Julia Hayes, MD Retirement-age men with slow-growing prostate cancer
may wish to consider monitoring their disease rather than being treated
immediately, according to a new study led by investigators at
Dana-Farber Cancer Institute and Massachusetts General Hospital (MGH).
The study results, to be published in the Dec. 1 issue of the Journal of the American Medical Association,
provide information to the thousands of American men in the 65-year-old
age range who each year face the decision of how to deal with newly
diagnosed prostate cancer when the cancer has characteristics that
suggest a very low risk of spreading beyond the prostate.
Because there is limited information comparing outcomes of treatment
options for low-risk disease, investigators developed a computer model
simulating hypothetical patients whose quality of life and response to
treatment were based on reports in medical literature.
"The analysis demonstrates that for this group of prostate cancer
patients, a course of 'active surveillance' in which patients receive a
blood test (PSA) every three to six months, a physical exam every six
months, and periodic re-biopsies of their tumor tissue is a reasonable
alternative to immediate treatment in terms of quality of life," says
study lead author Julia Hayes, MD, of Dana-Farber and the MGH Institute for Technology Assessment.
If surveillance reveals that the cancer has become more of a threat, it can then be treated.
Every year, about 200,000 men are diagnosed with prostate cancer in
the United States, 90 percent of whom receive immediate treatment, which
can include surgery, hormonal treatment, or radiation therapy.
However, in more than 70 percent of men with prostate cancer, the
disease is low-risk, meaning it is unlikely to become life-threatening,
and may not require immediate treatment.
"In recent years, active surveillance has emerged as an alternative
to initial treatment for men with this type of prostate cancer," Hayes
says.
"But, while clinical studies are under way comparing active
surveillance to front-line treatment, it will be years before they yield
definitive results. The computer model we created allows us to
anticipate those studies' findings, and provides information to help men
and their physicians negotiate this difficult decision."
"Our analysis showed that 65-year-old men with low-risk, localized
prostate cancer who chose active surveillance had a higher quality of
life than those who received surgery or radiation right away, in part
because they were able to avoid or delay adverse effects of treatment,"
she states.
Patients approach the decision with different sets of preferences:
some may be anxious about leaving the disease untreated; others may be
more concerned about the potential side effects of treatment, which can
include urinary incontinence, erectile dysfunction, and bowel
disturbances.
When these patient preferences were changed in the model, the results
of the model changed, in some cases favoring initial treatment.
Therefore, the authors urge patients to discuss these issues with
their families and doctors in order to choose the approach that best
reflects their own preferences and values.
In the study, researchers used a measure called Quality-Adjusted Life
Expectancy (QALE) to compare active surveillance to initial treatment.
"QALE takes into account both the quality and length of each
patient's life," explains the study's senior author, Pamela McMahon,
PhD, of the Institute for Technology Assessment at MGH.
"It weighs the benefits and side effects of treatment, as well as how
men feel about being treated or not being treated.

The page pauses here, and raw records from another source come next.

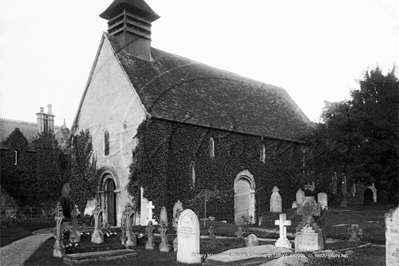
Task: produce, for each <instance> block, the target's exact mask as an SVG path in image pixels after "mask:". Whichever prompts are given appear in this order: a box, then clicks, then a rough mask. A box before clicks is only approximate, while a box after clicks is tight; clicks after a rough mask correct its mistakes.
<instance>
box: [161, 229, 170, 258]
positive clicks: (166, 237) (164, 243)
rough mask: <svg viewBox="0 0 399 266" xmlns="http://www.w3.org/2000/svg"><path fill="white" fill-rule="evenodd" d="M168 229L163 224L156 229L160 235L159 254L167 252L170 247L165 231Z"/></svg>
mask: <svg viewBox="0 0 399 266" xmlns="http://www.w3.org/2000/svg"><path fill="white" fill-rule="evenodd" d="M167 230H168V229H167V228H166V227H165V225H164V224H163V223H161V225H160V227H159V228H158V231H159V233H160V234H161V244H159V251H161V252H169V250H170V247H169V244H168V236H167V235H166V231H167Z"/></svg>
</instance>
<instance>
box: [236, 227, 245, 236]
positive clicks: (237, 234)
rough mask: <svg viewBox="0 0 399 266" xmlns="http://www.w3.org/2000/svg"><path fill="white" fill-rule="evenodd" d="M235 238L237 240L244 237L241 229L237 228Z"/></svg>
mask: <svg viewBox="0 0 399 266" xmlns="http://www.w3.org/2000/svg"><path fill="white" fill-rule="evenodd" d="M236 236H237V237H238V238H243V237H244V232H243V231H242V227H238V228H237V232H236Z"/></svg>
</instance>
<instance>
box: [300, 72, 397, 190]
mask: <svg viewBox="0 0 399 266" xmlns="http://www.w3.org/2000/svg"><path fill="white" fill-rule="evenodd" d="M394 71H395V69H393V70H392V71H390V72H389V73H388V74H387V75H384V74H383V73H382V72H381V69H380V68H379V67H376V68H375V69H373V70H370V71H366V72H365V74H364V77H363V79H362V80H360V81H359V85H360V88H359V89H357V90H353V91H352V92H351V97H352V99H350V100H348V101H342V102H337V103H330V102H325V108H324V110H323V114H322V116H321V118H322V123H320V124H318V125H317V126H316V129H315V130H314V131H313V133H312V134H311V135H310V136H308V138H307V141H308V142H309V143H310V144H311V145H310V150H309V153H308V156H307V159H306V163H305V164H306V169H305V171H307V172H314V173H315V174H316V176H318V174H320V175H321V176H324V177H326V178H327V179H329V178H330V177H331V174H332V172H337V173H346V174H347V176H348V177H349V178H351V179H352V180H356V181H362V182H364V183H370V182H376V184H377V186H378V187H379V188H382V189H385V190H391V191H392V192H393V193H394V191H396V190H397V187H398V179H397V176H398V147H397V144H398V90H399V89H398V79H397V77H396V76H395V75H394ZM319 181H320V182H321V183H323V180H319ZM324 183H325V184H326V183H327V182H324Z"/></svg>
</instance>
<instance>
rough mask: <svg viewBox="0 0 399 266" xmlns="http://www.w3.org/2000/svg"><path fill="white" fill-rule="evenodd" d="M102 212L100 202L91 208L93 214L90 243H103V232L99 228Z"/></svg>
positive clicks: (97, 243) (103, 242)
mask: <svg viewBox="0 0 399 266" xmlns="http://www.w3.org/2000/svg"><path fill="white" fill-rule="evenodd" d="M102 212H103V210H102V209H101V207H100V203H98V202H97V203H96V207H95V208H94V210H93V215H94V230H93V233H92V234H91V243H95V244H101V243H104V234H103V232H101V230H100V221H99V219H100V214H101V213H102Z"/></svg>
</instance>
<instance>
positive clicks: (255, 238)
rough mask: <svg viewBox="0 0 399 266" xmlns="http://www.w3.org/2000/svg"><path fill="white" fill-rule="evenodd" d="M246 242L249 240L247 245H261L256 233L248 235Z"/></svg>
mask: <svg viewBox="0 0 399 266" xmlns="http://www.w3.org/2000/svg"><path fill="white" fill-rule="evenodd" d="M246 242H247V247H254V246H259V240H258V238H257V237H256V235H254V234H250V235H249V236H248V237H247V239H246Z"/></svg>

It's an attempt to
capture the physical and psychological aspects of disease and its
treatment as thoroughly as possible."
One of the main surprises of the study was that active surveillance
held its edge over immediate treatment from a quality-of-life standpoint
even when researchers entered data into their computer model that
exaggerated any negative health effects of active surveillance, Hayes
says.
"Thousands of men each year face the decision of whether to be
treated immediately for low-risk prostate cancer or use active
surveillance," McMahon says. "Our study offers them evidence that can be
a useful starting point for discussions with their families and
doctors."
The study was conducted as part of a series of comprehensive analyses
of the comparative effectiveness of active surveillance versus
treatment for men with low-risk prostate cancer conducted by the Institute for Clinical and Economic Review (ICER), based at MGH's Institute for Technology Assessment.
ICER has also produced a website for low-risk prostate cancer
patients based on these analyses to aid patients in their
decision-making.
The study was funded in part by grants from the National Cancer
Institute, the U.S. Department of Defense, and the Prostate Cancer
Foundation, and by funding from the Blue Shield of California
Foundation.
Co-authors of the study are: Philip Kantoff, MD, and Christopher
Sweeney, Dana-Farber; Daniel Ollendorf, MPH and Steven Pearson, MD, of
ICER; Michael Barry, MD, and James Stahl, MD, of MGH; Susan Stewart,
PhD, Harvard University Interfaculty Program for Health Systems
Improvement and the National Bureau of Economic Research; and Vibha
Bhatnager, MD, University of California San Diego.